Others have argued that emotions are perceptions of changes in your body such as heart rate, breathing rate, perspiration, and hormone levels. With this view, happiness is a kind of physiological perception, not a judgment, and other emotions such as sadness and anger are mental reactions to different kinds of physiological stages.
Personally, my belief is a blend of the two as human beings experience through our senses, we build up a mental data bank of these sensorial experiences as we grow up. We code these experiences into two categories; unpleasant and/or excited feelings and calm and/or satisfied emotions. When we encounter similar experiences later on in life, the database is accessed and the stored emotional response is triggered.
Have you ever felt an emotion but not entirely sure why you are feeling that way? This is common, as the beliefs and memories that trigger our emotions tend to reside in the subconscious mind which isn’t readily accessible to us.We feel emotions as an internal indicator of past, present, or future, real or imagined, internal or internal events or stimuli. Our emotions are negative, positive, healthy or unhealthy are working for us as indicators of the world we experience.
I am especially taken by the words of the Stoic philosopher Epictetus who says “men are disturbed not by things, but by their opinion of them”. Indeed this is the basis of the first theory of emotions in CBT (cognitive behavioural therapy). The practice of this psychological model and its philosophy has been empirically proven to indeed able to change our negative emotional responses to more positive versions if we have able to firstly uncover our underlying core beliefs through means such as socratic questioning and methods, mindfulness, hypnotherapy etc. Once we have discovered these dogmatic, rigid and irrational core beliefs, we are able to construct new healthier versions and then through behavioural repetition and force, we begin to form new neural pathways and experience healthier emotions and behavioural responses.

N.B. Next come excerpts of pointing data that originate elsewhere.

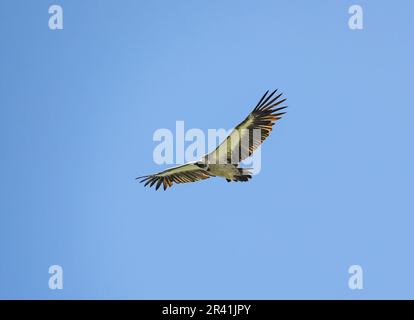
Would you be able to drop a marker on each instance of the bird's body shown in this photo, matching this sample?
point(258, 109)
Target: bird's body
point(224, 160)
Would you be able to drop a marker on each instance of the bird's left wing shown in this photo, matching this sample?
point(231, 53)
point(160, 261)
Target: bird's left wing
point(181, 174)
point(250, 133)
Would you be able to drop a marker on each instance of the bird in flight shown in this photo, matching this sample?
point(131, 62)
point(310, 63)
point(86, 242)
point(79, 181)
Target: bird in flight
point(225, 159)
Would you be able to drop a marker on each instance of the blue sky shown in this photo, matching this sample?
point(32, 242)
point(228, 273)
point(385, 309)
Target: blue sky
point(79, 106)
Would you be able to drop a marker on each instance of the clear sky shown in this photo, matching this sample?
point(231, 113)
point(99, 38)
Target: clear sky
point(79, 106)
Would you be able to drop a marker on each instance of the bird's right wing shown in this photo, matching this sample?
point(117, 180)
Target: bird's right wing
point(250, 133)
point(181, 174)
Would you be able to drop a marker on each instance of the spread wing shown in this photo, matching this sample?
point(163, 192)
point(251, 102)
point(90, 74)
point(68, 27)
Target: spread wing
point(249, 134)
point(181, 174)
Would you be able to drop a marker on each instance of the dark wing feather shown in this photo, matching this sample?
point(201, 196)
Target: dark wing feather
point(251, 132)
point(181, 174)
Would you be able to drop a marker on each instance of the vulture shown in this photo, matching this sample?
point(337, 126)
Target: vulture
point(224, 161)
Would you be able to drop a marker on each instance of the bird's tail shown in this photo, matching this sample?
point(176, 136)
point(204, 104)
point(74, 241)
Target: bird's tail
point(244, 175)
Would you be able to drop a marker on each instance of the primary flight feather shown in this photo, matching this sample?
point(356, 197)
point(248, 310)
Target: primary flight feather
point(224, 160)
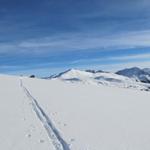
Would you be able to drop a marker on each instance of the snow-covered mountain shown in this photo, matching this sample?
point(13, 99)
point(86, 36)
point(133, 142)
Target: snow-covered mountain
point(100, 77)
point(38, 114)
point(142, 75)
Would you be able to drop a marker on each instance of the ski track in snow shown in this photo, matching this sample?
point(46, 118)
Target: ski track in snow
point(57, 140)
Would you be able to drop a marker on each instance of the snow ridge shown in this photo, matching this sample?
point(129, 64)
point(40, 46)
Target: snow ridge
point(57, 140)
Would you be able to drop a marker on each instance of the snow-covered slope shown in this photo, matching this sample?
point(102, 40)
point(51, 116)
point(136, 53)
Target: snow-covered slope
point(41, 114)
point(142, 75)
point(105, 78)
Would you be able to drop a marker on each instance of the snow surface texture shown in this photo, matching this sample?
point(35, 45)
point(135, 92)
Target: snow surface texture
point(104, 78)
point(86, 116)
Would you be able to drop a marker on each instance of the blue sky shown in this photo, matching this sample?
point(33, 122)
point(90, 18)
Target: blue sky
point(43, 37)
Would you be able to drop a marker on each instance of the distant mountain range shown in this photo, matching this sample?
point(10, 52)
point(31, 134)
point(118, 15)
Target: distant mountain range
point(142, 75)
point(134, 78)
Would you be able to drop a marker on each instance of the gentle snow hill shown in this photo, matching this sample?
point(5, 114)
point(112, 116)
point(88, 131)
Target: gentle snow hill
point(100, 77)
point(37, 114)
point(142, 75)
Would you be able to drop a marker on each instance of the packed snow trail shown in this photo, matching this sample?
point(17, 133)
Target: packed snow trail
point(53, 133)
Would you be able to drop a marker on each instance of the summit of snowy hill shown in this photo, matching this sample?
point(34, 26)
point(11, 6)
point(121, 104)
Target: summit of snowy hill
point(100, 78)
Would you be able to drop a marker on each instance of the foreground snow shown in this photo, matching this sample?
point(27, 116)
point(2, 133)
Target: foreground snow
point(37, 114)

If we have the wisdom to notice and accept what we cannot change and notice and change the things that we can, life becomes more joyful and we experience a greater sense of well-being. So, if you find yourself stuck in an undesirable emotional state, do not feel powerless or suppress them, as doing so is the root of most emotional and psychological disorders. Instead, remember you have the power to change your emotional state to experience life in a more positive and happier way. At that point, you would have re-opened the door to experience life’s joy, abundance, and aliveness - things that a hidden part of you have long been yearning for.